The truth is that being Jewish is a sublimely beautiful gift! Connecting with, nourishing, deepening and growing my Jewish roots has been a profound blessing that has transformed me in the best ways I can imagine. When I think about the choices I have made to opt in to more and more Jewish learning, community and practice in my life, I am moved to tears…tears of gratitude. To participate in transnational conversations spanning millennia with other readers, living and dead, of the same sacred texts; to experience the textures and rhythms of days, weeks, months and years that are not defined by the exigencies of the market or the demands of a job; to feel our souls rising up within us as we sing words hundreds or thousands of years old to new melodies; to feel a constant, ancient pull to stand with the outsider because we feel ourselves to have been outsiders since Egypt; to have access to spiritual technologies thoughtfully developed over millennia that cultivate gratitude, awe and a sense of our place in the world; to feel part of a transnational, multicultural, multilingual, multiracial people spread across the globe; to have occasions and structures that bring us together in authentic community to eat, learn, celebrate, support each other and organize (in an era where the term “community” is applied to all sorts of things that aren’t, including, to cite one preposterous example, “the intelligence community”), these are all gifts of incomparable value.

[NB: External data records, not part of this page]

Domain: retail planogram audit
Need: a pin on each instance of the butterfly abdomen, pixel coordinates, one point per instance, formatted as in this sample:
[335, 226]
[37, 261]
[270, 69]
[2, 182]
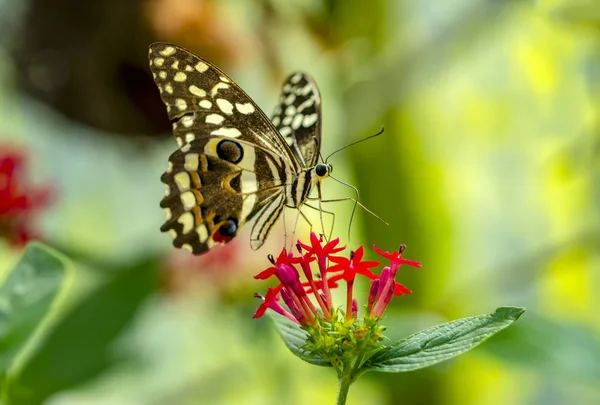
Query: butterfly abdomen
[299, 188]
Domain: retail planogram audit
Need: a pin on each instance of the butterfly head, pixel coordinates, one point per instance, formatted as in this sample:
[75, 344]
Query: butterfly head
[322, 170]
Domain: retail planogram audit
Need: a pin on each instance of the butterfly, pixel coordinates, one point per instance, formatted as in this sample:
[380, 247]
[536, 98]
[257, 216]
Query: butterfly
[233, 163]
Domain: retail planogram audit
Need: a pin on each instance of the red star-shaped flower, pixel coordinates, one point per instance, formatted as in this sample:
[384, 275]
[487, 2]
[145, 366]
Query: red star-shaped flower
[283, 258]
[270, 301]
[353, 266]
[396, 258]
[318, 250]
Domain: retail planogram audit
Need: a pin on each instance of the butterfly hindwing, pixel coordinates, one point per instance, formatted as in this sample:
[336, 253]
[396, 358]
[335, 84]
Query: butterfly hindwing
[213, 188]
[297, 117]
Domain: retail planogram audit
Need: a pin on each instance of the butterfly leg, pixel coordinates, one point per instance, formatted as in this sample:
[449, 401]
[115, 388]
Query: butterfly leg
[356, 203]
[322, 211]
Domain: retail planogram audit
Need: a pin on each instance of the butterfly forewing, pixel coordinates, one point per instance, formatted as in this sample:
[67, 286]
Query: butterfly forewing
[202, 101]
[212, 189]
[297, 117]
[232, 163]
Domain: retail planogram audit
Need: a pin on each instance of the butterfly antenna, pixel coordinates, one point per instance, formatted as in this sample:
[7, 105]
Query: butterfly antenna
[355, 142]
[318, 148]
[356, 203]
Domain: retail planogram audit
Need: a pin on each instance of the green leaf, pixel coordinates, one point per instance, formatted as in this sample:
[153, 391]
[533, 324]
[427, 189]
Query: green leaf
[565, 350]
[294, 338]
[80, 346]
[25, 298]
[441, 342]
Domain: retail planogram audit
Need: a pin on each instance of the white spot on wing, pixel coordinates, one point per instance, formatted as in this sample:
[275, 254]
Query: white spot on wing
[217, 87]
[246, 108]
[297, 121]
[290, 99]
[191, 162]
[205, 104]
[305, 104]
[201, 67]
[180, 77]
[182, 179]
[202, 233]
[196, 91]
[187, 121]
[214, 119]
[180, 104]
[187, 220]
[225, 105]
[188, 200]
[169, 50]
[228, 132]
[309, 120]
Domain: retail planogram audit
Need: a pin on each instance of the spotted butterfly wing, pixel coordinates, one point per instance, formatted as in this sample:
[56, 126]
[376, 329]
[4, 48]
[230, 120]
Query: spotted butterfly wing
[297, 117]
[232, 164]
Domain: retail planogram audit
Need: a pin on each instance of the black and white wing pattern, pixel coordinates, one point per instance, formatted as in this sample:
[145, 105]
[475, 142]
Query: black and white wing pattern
[297, 117]
[232, 163]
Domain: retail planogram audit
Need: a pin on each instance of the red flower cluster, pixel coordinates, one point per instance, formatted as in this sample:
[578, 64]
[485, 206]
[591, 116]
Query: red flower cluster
[297, 294]
[18, 200]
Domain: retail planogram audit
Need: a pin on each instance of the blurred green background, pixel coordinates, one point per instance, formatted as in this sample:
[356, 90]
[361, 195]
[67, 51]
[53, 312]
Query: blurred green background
[488, 170]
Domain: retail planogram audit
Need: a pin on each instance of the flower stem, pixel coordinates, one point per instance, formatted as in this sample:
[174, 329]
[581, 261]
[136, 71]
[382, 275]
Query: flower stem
[343, 390]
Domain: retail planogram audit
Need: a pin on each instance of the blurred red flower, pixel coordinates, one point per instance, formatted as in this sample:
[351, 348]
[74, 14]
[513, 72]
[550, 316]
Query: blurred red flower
[19, 200]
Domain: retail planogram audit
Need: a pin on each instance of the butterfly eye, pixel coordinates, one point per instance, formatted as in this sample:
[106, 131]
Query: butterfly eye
[230, 151]
[321, 170]
[229, 228]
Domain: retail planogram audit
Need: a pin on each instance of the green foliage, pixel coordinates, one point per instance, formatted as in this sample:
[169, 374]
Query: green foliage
[294, 338]
[25, 299]
[79, 345]
[422, 349]
[441, 342]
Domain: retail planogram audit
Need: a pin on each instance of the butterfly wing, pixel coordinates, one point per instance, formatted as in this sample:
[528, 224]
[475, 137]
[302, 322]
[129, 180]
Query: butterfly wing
[231, 164]
[212, 190]
[297, 117]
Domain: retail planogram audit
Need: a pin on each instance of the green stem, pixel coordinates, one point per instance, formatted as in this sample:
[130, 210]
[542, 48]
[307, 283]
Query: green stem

When viewed from this place of deep love for and pride in Jewishness, the utter absurdity and pathetic nature of white nationalism becomes clear. The fantasies that white nationalists repeat about us are so distant from the beautiful tapestry that is Jewish life, culture and religion, as to be their opposite. Their fantasies are unmasked as a sick joke.

At times like this, confronted with another tragedy, face to face with a sick ideology we usually try to ignore, most of us have a healthy desire to do something. Among the things we can do in the face of this pathetic yet dangerous sickness called white nationalism is to dig deeper into our own cultures. We can disavow the self-hatred they try to project onto us—for truly, at the end of the day, it is they who hate themselves for the violence they’ve done to all of us and to their own souls. We can live in to how wonderful it is to be Jewish; and/or Native American, Black, Latino, Asian, Roma, Queer; and/or Scottish, Irish, Italian; and/or whatever we are. We can embrace, learn about and practice our culture(s), traditions, religion and communities. We Jews can show up to synagogues and informal Jewish communities of all kinds, to Jewish social and environmental justice organizing efforts, to the growing number of Mizrahi and Sephardi and Ashkenazi cultural and linguistic activities, to a new crop of Jewish learning and spiritual and musical gatherings. And we can create our own. We can learn about our diverse Jewish histories, and we can live our own versions of Jewishness in the present.

We truly live in an era of a breathtaking range of opportunities to be Jewish and express Jewishness. Taking advantage of them is a fitting and important response to antisemitism. But more importantly, it’s a huge gift to ourselves.

America has afforded most Jews the opportunity to become whoever we want to be, to recreate ourselves. Though the specter of antisemitism seemed more distant here, both temporally and geographically, we always knew it was lurking. With that specter in the back of our minds, we often used our newfound freedom to become less noticeably Jewish, often to the point that our Jewishness was less noticeable even to ourselves. Sometimes, we even believed a little bit of the falsehood that antisemitism told about us; we internalized the oppression. But these responses have not served us well, as they have not appeased the anti-Semites nor made anti-semitism disappear, as the recent surge of anti-semitic violence has shown.

And we’ve lost some of ourselves in the process. Now it’s time to use our freedom to reclaim our Jewishness. It’s time to become our most beautiful Jewish selves.